Después, volvió de aseador de calzado, cuando el 25 de julio les dieron la oportunidad de trabajar en 8 puntos del bulevar Adolfo López Mateos, esquinas con Hidalgo, 5 de Mayo, Hidalgo, Plaza Cervantes, 5 de Febrero, Belisario Domínguez, Justo Sierra.
“Aquí me la estoy rifando, en la esquina de López Mateos e Hidalgo, en la espera de que me caigan clientes, casi no hay, porque mucha gente pasa a la carrera, no les interesa la boleada, no es igual que en la Zona Peatonal a donde van en busca de lustrar sus zapatos”, expresó.
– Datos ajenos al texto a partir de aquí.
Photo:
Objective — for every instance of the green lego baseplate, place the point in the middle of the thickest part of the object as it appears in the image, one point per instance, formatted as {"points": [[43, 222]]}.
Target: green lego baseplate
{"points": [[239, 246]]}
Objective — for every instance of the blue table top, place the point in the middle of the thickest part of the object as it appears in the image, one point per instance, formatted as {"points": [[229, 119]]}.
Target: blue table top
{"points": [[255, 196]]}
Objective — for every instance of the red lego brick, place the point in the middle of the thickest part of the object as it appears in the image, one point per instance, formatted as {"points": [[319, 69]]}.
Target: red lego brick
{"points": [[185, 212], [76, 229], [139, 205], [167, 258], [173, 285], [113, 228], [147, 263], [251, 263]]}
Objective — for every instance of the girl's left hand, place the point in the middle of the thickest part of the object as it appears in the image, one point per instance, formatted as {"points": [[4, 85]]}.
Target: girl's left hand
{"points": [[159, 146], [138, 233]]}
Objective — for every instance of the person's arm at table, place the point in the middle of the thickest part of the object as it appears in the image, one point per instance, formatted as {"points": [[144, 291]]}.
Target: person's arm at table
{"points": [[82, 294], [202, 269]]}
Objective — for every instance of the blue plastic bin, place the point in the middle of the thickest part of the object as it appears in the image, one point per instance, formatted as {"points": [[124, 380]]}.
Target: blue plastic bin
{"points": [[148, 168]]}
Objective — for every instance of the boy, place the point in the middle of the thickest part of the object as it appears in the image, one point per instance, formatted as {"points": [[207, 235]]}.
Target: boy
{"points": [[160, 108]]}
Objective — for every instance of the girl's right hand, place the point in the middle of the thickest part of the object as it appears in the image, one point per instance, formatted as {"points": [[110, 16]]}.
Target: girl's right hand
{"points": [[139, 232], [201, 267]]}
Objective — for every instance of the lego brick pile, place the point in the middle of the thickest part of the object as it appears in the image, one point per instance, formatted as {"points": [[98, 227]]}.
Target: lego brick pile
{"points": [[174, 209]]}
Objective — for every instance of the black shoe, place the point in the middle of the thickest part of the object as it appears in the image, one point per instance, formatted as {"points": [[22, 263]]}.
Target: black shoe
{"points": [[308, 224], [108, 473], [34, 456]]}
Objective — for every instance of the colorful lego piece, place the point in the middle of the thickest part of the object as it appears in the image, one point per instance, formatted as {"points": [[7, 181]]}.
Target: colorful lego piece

Félix Simón anhela regresar a laborar a su lugar en la Zona Peatonal, al igual que sus 52 compañeros, posiblemente el 28 de septiembre.
Hay aseadores de calzado que son de la tercera edad, que padecen diabetes, hipertensión que permanecen en su casa y se cuidan para no contagiarse de COVID-19, no se pueden arriesgar, necesitan apoyo.
El viernes pasado en una reunión con el director de comercio, Fabricio Ibarra, surgió “una luz en el túnel” y renació la esperanza y ánimo entre los boleros cuando les anunció que posiblemente comiencen a ocupar algunos sus lugares en la Zona Peatonal, pero no es nada seguro, apenas se analiza.